Tapi, hal ini penting banget demi lingkungan. Karena mentrual pad sekali pakai
pada akhirnya hanya akan menjadi limbah yang tidak dapat diurai secara alami
oleh alam dan proses lainnya. Bayangkan berapa banyak mentrual pad yang
dihasilkan satu wanita seumur hidupnya. Dan ada berapa banyak wanita di dunia
ini? Sebanyak apa limbah yang dihasilkan? Sekotor apa lingkungan hidup kita
jadinya? Selain karena alasan lingkungan, alasanku mengganti menstrual pad
adalah karena mentrual pad sekali pakai yang dijual di pasaran sebagian besar
tidak baik untuk kesehatan. Banyak yang mengandung pemutih dan itu bukan kapas
asli lho yang jadi bahan bakunya. Jadi masih mau mengorbankan diri dan lingkungan
demi tidak repot mencuci?
Jadi begitulah awal mulanya bagaimana aku memutuskan untuk
sedikit demi sedikit menjalankan gaya hidup zero waste dan apa-apa saja yang
aku lakukan. Bukan zero waste sih lebih tepatnya. Less waste mungkin lebih cocok.
Semoga aku bisa konsisten dalam menjalaninya. Sehingga paling enggak aku bisa
membantu menjaga bumi beserta makhluk hidup di dalamnya. Amin.

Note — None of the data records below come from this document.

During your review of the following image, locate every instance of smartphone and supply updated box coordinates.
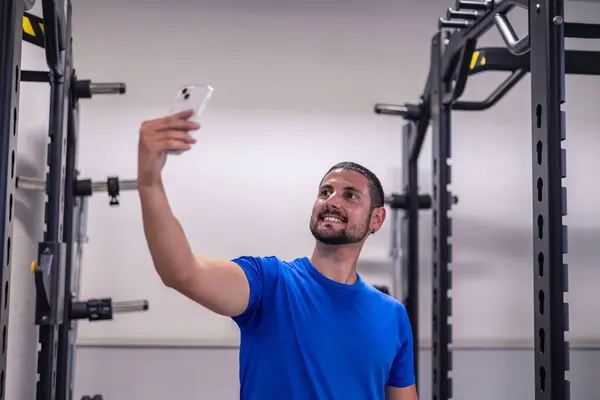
[169,85,214,154]
[169,85,214,122]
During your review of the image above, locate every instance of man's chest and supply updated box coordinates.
[272,282,399,373]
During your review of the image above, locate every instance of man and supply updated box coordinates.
[138,111,417,400]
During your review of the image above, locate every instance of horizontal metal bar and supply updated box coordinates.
[77,337,600,351]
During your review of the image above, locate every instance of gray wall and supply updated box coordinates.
[7,0,600,399]
[71,348,600,400]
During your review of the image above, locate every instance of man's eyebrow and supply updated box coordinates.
[344,186,361,193]
[321,183,362,193]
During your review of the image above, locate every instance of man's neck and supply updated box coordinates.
[310,243,362,285]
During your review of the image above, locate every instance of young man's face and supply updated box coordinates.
[310,170,373,245]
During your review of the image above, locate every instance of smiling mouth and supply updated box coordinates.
[321,215,344,224]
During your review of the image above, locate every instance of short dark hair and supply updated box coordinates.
[323,161,384,209]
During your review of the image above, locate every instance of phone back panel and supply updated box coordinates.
[170,85,213,120]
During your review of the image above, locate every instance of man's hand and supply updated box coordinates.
[138,110,200,187]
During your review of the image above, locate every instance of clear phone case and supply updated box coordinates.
[170,85,214,120]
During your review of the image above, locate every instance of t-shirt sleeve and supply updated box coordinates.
[231,256,279,330]
[387,306,416,388]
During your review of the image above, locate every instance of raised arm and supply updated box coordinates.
[138,112,250,317]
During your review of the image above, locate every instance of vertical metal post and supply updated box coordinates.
[400,122,419,386]
[529,0,570,400]
[36,0,71,400]
[0,0,25,400]
[430,32,452,400]
[56,28,82,400]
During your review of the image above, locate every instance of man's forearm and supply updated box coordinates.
[138,185,195,286]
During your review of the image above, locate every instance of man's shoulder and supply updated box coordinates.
[232,255,306,271]
[365,284,408,321]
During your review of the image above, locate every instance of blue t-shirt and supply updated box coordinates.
[233,257,415,400]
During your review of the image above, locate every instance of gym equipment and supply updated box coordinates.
[384,192,458,386]
[374,0,600,400]
[0,0,148,400]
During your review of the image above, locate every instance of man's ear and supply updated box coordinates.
[371,207,387,233]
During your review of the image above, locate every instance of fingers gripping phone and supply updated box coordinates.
[169,85,214,154]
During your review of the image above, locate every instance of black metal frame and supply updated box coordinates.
[529,0,570,400]
[400,122,419,385]
[0,0,25,399]
[0,0,143,400]
[374,0,600,400]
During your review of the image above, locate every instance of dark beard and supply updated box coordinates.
[310,211,371,246]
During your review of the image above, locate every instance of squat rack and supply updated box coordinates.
[374,0,600,400]
[0,0,148,400]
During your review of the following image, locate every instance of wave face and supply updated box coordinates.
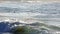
[0,22,60,34]
[0,3,60,34]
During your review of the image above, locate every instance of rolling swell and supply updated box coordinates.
[0,22,60,34]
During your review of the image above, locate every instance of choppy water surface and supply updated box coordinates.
[0,3,60,34]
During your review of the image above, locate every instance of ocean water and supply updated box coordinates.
[0,3,60,34]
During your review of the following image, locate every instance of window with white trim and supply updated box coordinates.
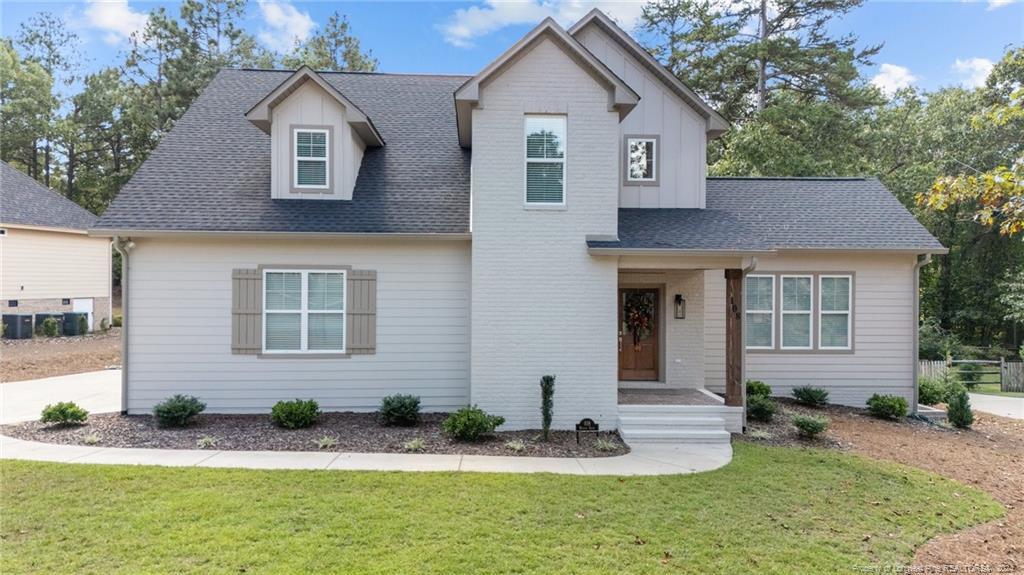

Awal mulanya juga hampir serupa ya, Mbak. Saya juga berawal dari decluttering karena ingin mengikuti metode Konmari. Lama kelamaan menjadi tergugah juga dengan zero waste. Semoga kita istiqomah ya, Mbak... Aamiin...
ReplyDeleteAmin... Semoga bisa mengajak banyak orang juga untuk mulai mengurangi produksi sampah. Terima kasih sudah berkunjung ke Mind BoX.